JS-18.2
Title: Commodification of Citizenship and Racialization Processes

Tuesday, July 15, 2014: 10:45 AM
Room: 303
Oral Presentation
Manuela BOATCA , Freie Universitaet Berlin, Berlin, Germany
The widening of the worldwide inequality gap is paralleled by an increase in the commodification of citizenship. The emergence of official economic citizenship programmes (aka "citizenship by investment") as well as the illegal trade in EU passports ("buy a EU citizenship" schemes)  are similar strategies of eluding the ascription of citizenship through recourse to the market. As the -- real or perceived risk -- of more people gaining access to citizenship of wealthy countries increases, so does the racial criminalization of migrants to core regions -- most prominently, the European Union and the United States, regardless of the citizenship regime of the country of arrival.

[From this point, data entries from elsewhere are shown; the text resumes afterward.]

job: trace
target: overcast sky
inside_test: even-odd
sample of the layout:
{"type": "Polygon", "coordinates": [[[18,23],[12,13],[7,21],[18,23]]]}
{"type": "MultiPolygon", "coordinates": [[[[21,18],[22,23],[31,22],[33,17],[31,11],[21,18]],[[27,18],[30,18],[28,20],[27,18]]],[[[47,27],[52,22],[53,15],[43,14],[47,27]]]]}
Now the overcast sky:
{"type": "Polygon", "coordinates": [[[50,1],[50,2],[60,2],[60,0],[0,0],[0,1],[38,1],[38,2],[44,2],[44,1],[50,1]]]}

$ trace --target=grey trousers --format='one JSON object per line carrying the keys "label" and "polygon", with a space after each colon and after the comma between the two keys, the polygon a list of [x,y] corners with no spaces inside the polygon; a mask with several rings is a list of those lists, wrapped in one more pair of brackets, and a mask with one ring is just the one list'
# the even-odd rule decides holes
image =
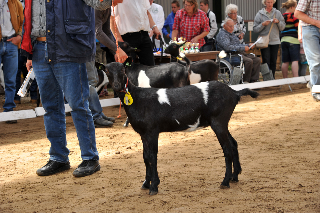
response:
{"label": "grey trousers", "polygon": [[244,74],[243,81],[250,83],[259,80],[261,59],[260,58],[253,55],[247,54],[244,52],[238,52],[242,56],[244,64]]}

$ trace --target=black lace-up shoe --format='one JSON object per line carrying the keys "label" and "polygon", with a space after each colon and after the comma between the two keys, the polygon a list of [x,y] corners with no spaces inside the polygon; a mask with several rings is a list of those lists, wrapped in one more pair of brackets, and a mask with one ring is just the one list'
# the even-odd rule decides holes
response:
{"label": "black lace-up shoe", "polygon": [[103,118],[100,118],[94,121],[93,122],[95,127],[109,127],[113,125],[113,123],[105,120]]}
{"label": "black lace-up shoe", "polygon": [[100,164],[98,161],[85,160],[73,171],[72,175],[75,177],[84,177],[90,175],[100,169]]}
{"label": "black lace-up shoe", "polygon": [[37,170],[36,173],[40,176],[47,176],[68,170],[70,168],[70,163],[69,161],[66,163],[60,163],[49,160],[44,166]]}
{"label": "black lace-up shoe", "polygon": [[115,122],[116,121],[116,119],[114,118],[112,118],[111,117],[108,117],[104,115],[102,116],[102,118],[106,121],[111,121],[112,122]]}

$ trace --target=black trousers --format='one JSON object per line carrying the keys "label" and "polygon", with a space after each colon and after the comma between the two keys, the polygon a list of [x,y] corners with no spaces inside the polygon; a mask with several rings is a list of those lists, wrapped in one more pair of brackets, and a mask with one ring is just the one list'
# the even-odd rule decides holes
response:
{"label": "black trousers", "polygon": [[277,59],[278,58],[278,51],[279,44],[268,45],[268,47],[260,50],[262,63],[267,63],[269,68],[272,71],[273,79],[275,79],[275,73],[277,66]]}
{"label": "black trousers", "polygon": [[121,35],[121,37],[124,41],[129,43],[130,46],[141,50],[139,52],[130,53],[134,62],[136,61],[137,55],[140,64],[148,66],[155,65],[152,43],[148,32],[141,30],[134,33],[128,33]]}

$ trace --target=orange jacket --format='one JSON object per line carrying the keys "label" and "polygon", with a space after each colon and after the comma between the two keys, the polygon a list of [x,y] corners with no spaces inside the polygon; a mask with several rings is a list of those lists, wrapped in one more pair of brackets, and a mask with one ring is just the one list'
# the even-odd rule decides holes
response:
{"label": "orange jacket", "polygon": [[[23,9],[21,3],[18,0],[8,0],[8,6],[10,11],[11,18],[11,24],[13,29],[16,31],[15,36],[21,35],[22,33],[22,25],[23,22]],[[2,37],[1,26],[0,26],[0,39]],[[20,44],[18,45],[20,49]]]}

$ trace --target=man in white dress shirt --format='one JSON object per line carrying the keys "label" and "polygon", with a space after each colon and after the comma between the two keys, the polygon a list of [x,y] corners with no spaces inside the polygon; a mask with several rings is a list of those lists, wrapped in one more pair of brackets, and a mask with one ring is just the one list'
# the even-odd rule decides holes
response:
{"label": "man in white dress shirt", "polygon": [[200,9],[207,13],[207,16],[209,19],[209,25],[210,26],[209,33],[204,37],[205,44],[201,47],[200,50],[202,51],[211,51],[212,50],[213,36],[218,30],[216,15],[210,10],[209,8],[209,1],[208,0],[200,0]]}
{"label": "man in white dress shirt", "polygon": [[[149,66],[155,65],[155,59],[149,30],[151,28],[157,39],[161,34],[148,11],[151,7],[148,0],[124,0],[114,7],[118,40],[141,50],[139,52],[130,53],[133,61],[137,55],[141,64]],[[115,37],[113,13],[111,14],[110,28]]]}
{"label": "man in white dress shirt", "polygon": [[[151,7],[148,10],[148,11],[151,14],[152,19],[161,33],[161,38],[162,41],[164,43],[162,32],[162,28],[164,24],[164,12],[163,12],[163,8],[161,5],[154,3],[154,0],[149,0],[149,1],[151,5]],[[152,30],[150,31],[150,36],[151,39],[153,35],[153,32]],[[155,43],[157,49],[159,48],[160,47],[160,40],[155,40]]]}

Thus,the ethnic profiling of Moldovans in the European Union is directed against immigrants suspected of having abused the right of blood in order to acquire citizenship, by trying to prove Romanian ancestry in order to acquire a EU passport. On the other hand, the ethnic and racial profiling of immigrants who come to the US to give birth targets pregnant women accused of having abused the right of soil to the same purpose. The scandalization of "forged descent" in one case and of what could analogously be called "forged ascent" in the other is simultaneously a statement about the immutability of the ascription of citizenship through both bloodline and birthplace for the wider population, and ultimately a denial of equal opportunities for upward social mobility at the global level.